Tiempo de Navidad

OPINIÓN

23 dic 2021 . Actualizado a las 05:00 h.

Aunque los precedentes del cristianismo se remontan a los primeros libros de la Biblia, el gran relato de la salvación y la fundación de la Iglesia, que ya tiene 2021 años, se desarrolla en los 33 años que transcurren desde el nacimiento de Cristo hasta el drama del Calvario, que rompe con los modelos de culto basados en poderosos y caprichosos dioses, y en profetas de éxito terrenal, para darle todo el protagonismo a un Dios humanizado, que nace pobre y desvalido como un bebé, y muere en una cruz, como un fracasado sedicioso y el peor de los criminales.

Para Pedro y sus ayudantes, que nunca pasaron de la categoría posmoderna de gente, debió ser muy difícil gestionar los primeros pasos de la Iglesia predicando a un Dios fracasado de principio a fin, y demostrar que la virtud esencial de Dios no era el poder, sino la humildad y la palabra, y que toda la gloria del universo se había encarnado en un bebé sin pañales ni cuna, y en un facineroso al que los romanos llevaron al calvario para clavarlo en un madero.

Pero esa paradoja funcionó de forma asombrosa. Creó la más grandiosa organización religiosa del mundo, y logró que toda la historia de la humanidad gire en torno a la fecha de su nacimiento como si fuese el momento más trascendental de la civilización actual. Se trata, pues, de una historia increíble, en la que —por eso mismo— mucha gente no cree, pero que nadie ha conseguido desplazar del centro de nuestras vidas debido a la cosmovisión que creó y desarrolló al paso de los siglos.

Prendado de este imposible relato, tengo por costumbre escribir sobre él dos veces al año, una en Navidad y otra en Semana Santa. Y lo hago no solo porque me gusta y me sale del alma, sino porque tengo la sensación de que este acontecer de hace dos milenios no ha dejado de ser noticia. También saben que, para hablar de este misterio tan grande en un artículo tan pequeño, acostumbro a referirme a la interesante conexión que existe entre el anuncio de los ángeles sobre el portal de Belén —«Gloria a Dios en el cielo y paz en la tierra a la gente de buena voluntad»—, y las palabras que escribió Kant, dieciocho siglos después, al comienzo de su Metafísica de las Costumbres, en la que asienta su célebre principio de que no hay nada en el mundo, ni nada se puede imaginar, que pueda ser considerado bueno —sin matices ni limitaciones— que «una buena voluntad». Y siempre me he quedado muy a gusto suponiendo que Kant, a veces, también copiaba.

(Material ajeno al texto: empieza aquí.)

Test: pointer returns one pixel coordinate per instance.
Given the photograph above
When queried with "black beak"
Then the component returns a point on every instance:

Pero este año voy a cambiar la metafísica por la poesía, y, en vez de volver a Kant, pediré auxilio al inmenso poeta y teólogo que fue Luís de Góngora, quien, comparando el nacimiento y la muerte de Cristo como abnegados misterios, dijo que su grande y paradójico sacrificio no fue morir en la cruz, sino nacer en la cuadra de Belén. Algo que Góngora explicó así: «Porque hay distancia más inmensa / de Dios a hombre, que de hombre a muerto». Di con este poema hace solo unos meses, y he quedado maravillado y satisfecho de su sutil profundidad.